Мои рассуждения на фоне истеричных всхлипов слушаются сюрреалистично.
– Это не смешно! – очередная попытка вырваться. – Ты – ёбаный мудак!
– А кто здесь смеется? – прикрываю на секунду глаза. – Успокойся, а?
– Моя смерть – всего лишь вопрос времени! – зло выдыхает.
– Как и любого из нас, – киваю.
– Я должен был умереть еще полтора года назад! – черт, и как у него в состоянии истерики получается так связно говорить? – Это все ошибка! Если бы не тот гондон на велосипеде – я бы так и сдох там!
Ебать...
– А ты хоть подумал... – начинаю очередную штампованную фразу, но мелкий меня перебивает.
– А обо мне ты подумал?! – голос у Сани от крика уже сел. – Мне нормально вот так жить?! Ты даже трахнул меня только из жалости! А если бы резинка порвалась?!
– Не порвалась бы, – абсолютно бесполезная фраза.
– Ты знал наперед?! Я уверен, ты постоянно думаешь о том, что можешь это подцепить! Даже сейчас! У меня же руки в крови!
– У меня нет открытых ран на руках, – невольно смотрю на свои пальцы, стискивающие запястья мелкого.
– А если есть, но ты не знаешь?!
– Успокойся, – прошу его. – Стенки тонкие, соседи скоро придут разбираться.
– Плевать на твоих чертовых соседей! – зло говорит он, но уже тише.
Успокаивается?
– Давай ты умоешься, а потом мы будем обсуждать все это дальше, если ты захочешь, – предлагаю. – Я отпущу тебя сейчас. Ладно?
Молчит, отвернув голову.
Осторожно расцепляю пальцы. Мелкий даже не дергается. Просто лежит, не шевелясь, глядя куда-то в стену.
Поднимаю его, заставляю наклониться над раковиной. Умываю, смывая с его лица сопли и слезы.

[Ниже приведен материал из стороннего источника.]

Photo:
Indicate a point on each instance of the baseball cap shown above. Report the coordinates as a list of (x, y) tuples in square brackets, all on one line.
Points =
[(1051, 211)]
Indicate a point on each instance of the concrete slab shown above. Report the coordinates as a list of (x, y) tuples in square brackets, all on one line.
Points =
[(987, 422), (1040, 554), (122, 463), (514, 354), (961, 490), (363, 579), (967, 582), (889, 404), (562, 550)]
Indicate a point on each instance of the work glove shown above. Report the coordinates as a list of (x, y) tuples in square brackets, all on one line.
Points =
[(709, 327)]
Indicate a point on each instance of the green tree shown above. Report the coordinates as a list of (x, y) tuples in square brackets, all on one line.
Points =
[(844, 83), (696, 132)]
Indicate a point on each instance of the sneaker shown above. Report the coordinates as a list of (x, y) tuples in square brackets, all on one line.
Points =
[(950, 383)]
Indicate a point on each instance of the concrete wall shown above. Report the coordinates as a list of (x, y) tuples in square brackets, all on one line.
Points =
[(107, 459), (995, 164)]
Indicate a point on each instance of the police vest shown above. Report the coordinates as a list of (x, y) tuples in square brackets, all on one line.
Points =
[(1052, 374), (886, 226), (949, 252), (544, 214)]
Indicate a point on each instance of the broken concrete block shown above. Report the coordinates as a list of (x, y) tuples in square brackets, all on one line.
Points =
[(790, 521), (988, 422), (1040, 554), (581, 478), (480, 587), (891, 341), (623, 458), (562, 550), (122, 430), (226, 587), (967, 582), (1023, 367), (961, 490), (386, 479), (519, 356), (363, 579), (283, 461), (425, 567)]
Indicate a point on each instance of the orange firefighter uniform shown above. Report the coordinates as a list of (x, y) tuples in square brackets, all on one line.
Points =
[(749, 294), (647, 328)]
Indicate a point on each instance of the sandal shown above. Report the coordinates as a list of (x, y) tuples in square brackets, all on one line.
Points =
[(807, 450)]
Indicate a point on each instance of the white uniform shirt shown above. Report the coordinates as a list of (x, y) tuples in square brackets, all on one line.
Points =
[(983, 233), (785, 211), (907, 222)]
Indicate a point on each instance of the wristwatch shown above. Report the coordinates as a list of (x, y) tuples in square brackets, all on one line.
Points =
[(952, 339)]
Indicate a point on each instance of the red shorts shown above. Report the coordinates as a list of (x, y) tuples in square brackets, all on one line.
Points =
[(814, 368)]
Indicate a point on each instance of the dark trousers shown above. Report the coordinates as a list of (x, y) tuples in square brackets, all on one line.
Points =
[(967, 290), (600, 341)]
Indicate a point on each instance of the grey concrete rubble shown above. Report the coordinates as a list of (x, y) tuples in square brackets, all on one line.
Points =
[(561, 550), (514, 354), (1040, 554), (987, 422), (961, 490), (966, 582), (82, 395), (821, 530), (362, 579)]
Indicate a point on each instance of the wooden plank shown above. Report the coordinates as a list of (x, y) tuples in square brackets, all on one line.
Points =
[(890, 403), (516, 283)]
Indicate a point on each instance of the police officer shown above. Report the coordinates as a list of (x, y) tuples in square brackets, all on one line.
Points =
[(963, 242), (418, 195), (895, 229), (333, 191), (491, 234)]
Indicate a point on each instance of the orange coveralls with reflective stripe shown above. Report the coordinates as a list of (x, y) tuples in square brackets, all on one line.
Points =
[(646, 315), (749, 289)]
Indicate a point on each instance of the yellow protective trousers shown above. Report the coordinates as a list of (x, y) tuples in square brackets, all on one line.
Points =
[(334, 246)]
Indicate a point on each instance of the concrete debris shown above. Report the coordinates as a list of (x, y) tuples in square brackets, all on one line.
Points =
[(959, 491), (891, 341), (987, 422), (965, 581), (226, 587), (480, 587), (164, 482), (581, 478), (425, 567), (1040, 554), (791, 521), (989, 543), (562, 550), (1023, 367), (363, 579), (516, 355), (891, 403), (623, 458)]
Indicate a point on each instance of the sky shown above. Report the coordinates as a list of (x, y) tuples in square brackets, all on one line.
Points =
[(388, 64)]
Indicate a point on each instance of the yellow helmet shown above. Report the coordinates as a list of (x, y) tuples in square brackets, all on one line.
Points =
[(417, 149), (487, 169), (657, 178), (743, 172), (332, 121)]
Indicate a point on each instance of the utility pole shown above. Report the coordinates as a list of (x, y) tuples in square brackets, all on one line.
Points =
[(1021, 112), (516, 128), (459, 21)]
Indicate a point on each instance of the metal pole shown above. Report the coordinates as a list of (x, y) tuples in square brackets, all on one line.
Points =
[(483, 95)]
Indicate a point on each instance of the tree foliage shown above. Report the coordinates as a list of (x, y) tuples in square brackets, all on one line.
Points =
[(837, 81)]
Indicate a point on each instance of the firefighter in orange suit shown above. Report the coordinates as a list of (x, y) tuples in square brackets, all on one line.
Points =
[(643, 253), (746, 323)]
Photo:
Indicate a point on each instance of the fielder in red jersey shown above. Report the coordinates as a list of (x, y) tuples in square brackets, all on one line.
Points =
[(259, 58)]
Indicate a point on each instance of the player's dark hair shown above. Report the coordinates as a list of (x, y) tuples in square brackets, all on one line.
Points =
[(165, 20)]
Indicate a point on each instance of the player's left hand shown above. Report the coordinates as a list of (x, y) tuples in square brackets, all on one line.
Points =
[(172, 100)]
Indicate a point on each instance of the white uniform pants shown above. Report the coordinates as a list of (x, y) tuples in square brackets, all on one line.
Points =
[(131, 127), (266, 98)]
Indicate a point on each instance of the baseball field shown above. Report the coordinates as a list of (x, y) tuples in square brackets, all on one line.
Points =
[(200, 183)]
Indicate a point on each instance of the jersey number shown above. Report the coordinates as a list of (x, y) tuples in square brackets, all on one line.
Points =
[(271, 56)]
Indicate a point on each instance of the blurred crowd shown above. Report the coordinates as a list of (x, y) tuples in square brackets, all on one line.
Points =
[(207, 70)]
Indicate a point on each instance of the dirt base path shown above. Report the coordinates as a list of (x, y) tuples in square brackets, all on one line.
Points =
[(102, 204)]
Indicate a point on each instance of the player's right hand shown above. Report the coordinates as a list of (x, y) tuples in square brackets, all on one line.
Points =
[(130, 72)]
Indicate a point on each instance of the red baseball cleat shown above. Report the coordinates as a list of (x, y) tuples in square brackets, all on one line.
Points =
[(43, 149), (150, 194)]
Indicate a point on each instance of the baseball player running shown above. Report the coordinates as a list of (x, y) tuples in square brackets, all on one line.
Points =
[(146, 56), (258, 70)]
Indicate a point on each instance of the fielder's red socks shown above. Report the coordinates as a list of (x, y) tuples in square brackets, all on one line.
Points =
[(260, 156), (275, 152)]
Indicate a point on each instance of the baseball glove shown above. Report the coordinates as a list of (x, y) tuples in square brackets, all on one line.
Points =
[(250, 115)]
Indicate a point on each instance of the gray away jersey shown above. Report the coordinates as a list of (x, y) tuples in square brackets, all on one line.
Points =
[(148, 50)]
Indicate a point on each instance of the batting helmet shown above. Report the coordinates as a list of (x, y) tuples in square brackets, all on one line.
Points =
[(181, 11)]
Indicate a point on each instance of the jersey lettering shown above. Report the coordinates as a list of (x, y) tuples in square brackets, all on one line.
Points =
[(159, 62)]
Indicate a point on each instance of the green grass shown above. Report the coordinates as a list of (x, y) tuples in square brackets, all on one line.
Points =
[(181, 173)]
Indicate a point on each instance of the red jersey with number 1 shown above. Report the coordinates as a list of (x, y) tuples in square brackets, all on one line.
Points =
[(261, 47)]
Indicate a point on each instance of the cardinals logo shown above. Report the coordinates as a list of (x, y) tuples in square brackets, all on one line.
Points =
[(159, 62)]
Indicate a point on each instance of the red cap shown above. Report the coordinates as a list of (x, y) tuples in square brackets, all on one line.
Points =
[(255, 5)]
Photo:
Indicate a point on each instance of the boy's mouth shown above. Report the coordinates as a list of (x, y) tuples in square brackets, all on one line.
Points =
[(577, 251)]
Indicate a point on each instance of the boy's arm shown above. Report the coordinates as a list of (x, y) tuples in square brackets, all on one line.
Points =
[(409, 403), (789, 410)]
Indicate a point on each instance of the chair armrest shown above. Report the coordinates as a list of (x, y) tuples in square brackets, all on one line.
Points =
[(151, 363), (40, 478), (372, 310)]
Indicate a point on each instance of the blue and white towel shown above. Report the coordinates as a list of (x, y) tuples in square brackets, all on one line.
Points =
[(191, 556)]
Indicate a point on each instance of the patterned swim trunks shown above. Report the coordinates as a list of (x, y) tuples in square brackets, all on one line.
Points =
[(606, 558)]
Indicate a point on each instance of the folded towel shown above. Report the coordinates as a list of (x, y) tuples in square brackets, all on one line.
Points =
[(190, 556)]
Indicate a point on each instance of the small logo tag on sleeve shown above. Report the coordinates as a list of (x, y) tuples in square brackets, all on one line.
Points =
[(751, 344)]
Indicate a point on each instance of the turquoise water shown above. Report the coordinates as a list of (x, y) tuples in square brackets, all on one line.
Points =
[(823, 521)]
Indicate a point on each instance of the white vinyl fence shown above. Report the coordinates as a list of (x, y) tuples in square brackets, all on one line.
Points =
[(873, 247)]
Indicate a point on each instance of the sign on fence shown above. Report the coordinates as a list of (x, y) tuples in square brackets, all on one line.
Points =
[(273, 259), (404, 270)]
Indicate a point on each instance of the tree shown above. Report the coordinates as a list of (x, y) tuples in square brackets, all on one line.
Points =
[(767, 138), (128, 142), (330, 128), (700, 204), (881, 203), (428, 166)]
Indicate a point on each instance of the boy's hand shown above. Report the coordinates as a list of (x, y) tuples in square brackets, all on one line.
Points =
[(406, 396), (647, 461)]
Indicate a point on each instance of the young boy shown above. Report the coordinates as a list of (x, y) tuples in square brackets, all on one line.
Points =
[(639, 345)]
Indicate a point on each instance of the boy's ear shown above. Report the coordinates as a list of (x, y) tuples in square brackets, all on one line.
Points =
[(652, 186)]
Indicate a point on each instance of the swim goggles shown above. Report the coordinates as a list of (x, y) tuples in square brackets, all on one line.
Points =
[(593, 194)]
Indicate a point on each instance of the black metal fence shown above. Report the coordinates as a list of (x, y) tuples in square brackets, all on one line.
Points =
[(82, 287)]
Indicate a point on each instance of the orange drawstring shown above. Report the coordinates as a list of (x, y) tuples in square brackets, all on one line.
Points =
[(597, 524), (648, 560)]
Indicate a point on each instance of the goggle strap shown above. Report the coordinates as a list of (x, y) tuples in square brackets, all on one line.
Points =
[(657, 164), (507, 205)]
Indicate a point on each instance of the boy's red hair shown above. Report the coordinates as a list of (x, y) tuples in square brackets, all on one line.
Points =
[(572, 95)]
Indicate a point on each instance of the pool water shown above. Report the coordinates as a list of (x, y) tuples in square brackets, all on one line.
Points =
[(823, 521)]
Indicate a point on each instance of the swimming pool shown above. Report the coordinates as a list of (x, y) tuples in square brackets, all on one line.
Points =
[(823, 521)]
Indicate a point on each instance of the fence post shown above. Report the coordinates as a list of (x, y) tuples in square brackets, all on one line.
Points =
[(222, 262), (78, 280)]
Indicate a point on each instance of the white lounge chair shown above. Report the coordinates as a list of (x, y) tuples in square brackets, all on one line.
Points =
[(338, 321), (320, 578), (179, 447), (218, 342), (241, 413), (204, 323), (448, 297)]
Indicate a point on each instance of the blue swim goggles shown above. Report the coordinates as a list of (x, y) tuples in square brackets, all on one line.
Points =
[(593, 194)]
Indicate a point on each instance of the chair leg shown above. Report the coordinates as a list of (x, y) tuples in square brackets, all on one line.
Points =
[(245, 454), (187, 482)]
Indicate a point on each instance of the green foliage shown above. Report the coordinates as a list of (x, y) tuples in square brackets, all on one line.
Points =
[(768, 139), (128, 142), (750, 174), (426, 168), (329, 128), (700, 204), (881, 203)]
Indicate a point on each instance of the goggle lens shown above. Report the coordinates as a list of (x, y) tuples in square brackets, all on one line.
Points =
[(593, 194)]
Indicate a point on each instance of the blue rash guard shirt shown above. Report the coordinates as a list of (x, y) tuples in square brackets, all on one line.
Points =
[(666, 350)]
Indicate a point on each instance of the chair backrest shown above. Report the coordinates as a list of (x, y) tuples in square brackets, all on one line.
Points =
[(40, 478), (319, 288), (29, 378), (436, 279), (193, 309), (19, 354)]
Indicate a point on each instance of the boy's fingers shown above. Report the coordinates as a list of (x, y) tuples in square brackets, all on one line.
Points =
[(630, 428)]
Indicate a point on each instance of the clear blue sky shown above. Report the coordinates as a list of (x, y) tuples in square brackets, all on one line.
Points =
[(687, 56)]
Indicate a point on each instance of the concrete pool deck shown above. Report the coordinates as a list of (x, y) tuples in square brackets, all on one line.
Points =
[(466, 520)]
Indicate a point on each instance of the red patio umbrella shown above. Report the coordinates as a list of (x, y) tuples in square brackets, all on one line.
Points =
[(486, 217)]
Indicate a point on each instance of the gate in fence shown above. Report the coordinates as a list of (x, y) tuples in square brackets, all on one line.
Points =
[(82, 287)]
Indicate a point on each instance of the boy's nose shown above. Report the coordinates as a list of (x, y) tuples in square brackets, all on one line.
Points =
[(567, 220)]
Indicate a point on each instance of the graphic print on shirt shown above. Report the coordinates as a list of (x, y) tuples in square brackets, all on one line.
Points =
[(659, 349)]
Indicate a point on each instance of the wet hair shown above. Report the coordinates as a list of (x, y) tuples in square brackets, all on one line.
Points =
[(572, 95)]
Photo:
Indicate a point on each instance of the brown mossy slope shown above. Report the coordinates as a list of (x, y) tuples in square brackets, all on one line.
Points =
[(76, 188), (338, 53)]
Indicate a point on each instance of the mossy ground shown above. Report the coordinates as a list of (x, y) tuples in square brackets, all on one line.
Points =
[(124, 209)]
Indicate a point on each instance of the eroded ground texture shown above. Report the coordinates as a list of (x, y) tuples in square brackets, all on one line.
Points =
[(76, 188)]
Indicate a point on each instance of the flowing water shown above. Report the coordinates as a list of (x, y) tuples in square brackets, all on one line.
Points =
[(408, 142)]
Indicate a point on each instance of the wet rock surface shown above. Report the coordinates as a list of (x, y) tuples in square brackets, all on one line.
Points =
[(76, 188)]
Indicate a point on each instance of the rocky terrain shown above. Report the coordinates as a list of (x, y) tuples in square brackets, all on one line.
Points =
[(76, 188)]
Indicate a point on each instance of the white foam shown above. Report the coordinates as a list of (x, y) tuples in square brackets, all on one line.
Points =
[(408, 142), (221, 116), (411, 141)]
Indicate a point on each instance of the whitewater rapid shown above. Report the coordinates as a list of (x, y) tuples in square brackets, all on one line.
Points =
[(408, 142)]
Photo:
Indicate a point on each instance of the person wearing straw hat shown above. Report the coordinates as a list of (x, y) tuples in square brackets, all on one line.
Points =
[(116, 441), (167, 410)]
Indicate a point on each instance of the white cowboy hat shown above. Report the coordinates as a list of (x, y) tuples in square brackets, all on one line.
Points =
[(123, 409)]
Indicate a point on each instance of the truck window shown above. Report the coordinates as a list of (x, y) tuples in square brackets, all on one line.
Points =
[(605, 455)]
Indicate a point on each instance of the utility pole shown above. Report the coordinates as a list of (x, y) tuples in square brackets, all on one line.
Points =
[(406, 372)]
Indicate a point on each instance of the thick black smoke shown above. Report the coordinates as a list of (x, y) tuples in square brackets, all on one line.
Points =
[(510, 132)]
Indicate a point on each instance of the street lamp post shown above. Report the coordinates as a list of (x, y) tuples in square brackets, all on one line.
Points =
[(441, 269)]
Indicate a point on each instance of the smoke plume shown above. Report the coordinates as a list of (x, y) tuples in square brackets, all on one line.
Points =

– Мне дохуя страшно... – он говорит это, когда я, развернув его к себе, хочу вытереть его лицо.
– Я знаю, – осторожно промокаю воду.
– Мне кажется, я чувствую, как умираю, – мелкий смотрит мимо меня.
На это ответить мне нечего. Поэтому я просто вешаю полотенце в сушилку и подталкиваю Саню к выходу.
В комнате молча достаю ему футболку с трусами, жду, пока он уляжется, гашу свет и тоже забираюсь под одеяло.
– Расскажи мне, – просит вдруг.
Как когда-то давно, когда ему было семь или шесть. Тогда, если я был в хорошем настроении, то рассказывал ему стих-колыбельную.
– Я уже забыл, – вру. Потому что я не уверен, что смогу рассказать его спокойно.
– Не ври, – Саня, естественно, это понимает.
– Ладно, – сглатываю. И медленно, вспоминая слова, хрипло начинаю:
– Спит цветок... – горло ожидаемо перехватывает. Пережидаю и пытаюсь снова: – Спит цветок, забыв усталость, солнце спит, и спит трава...
Голос у меня хрипит, а в глазах щиплет.
Тупой стих для ёбаных детей!
Начинаю снова. В итоге рассказываю его до конца, стиснув кулаки так, что ногти впились в ладони.
– Мне он всегда нравился, – куда-то мне в шею говорит мелкий.
– Я знаю, – сглатываю.
– Спасибо, – ну надо же, какой вежливый.
В ответ коротко целую его в лоб. И вдруг чувствую, как его пальцы сжимают мои.
***
А утром мы едем провожать Хриса с Маратом в аэропорт.
И когда я пожимаю им руки, то на их пальцах вижу одинаковые обручальные кольца.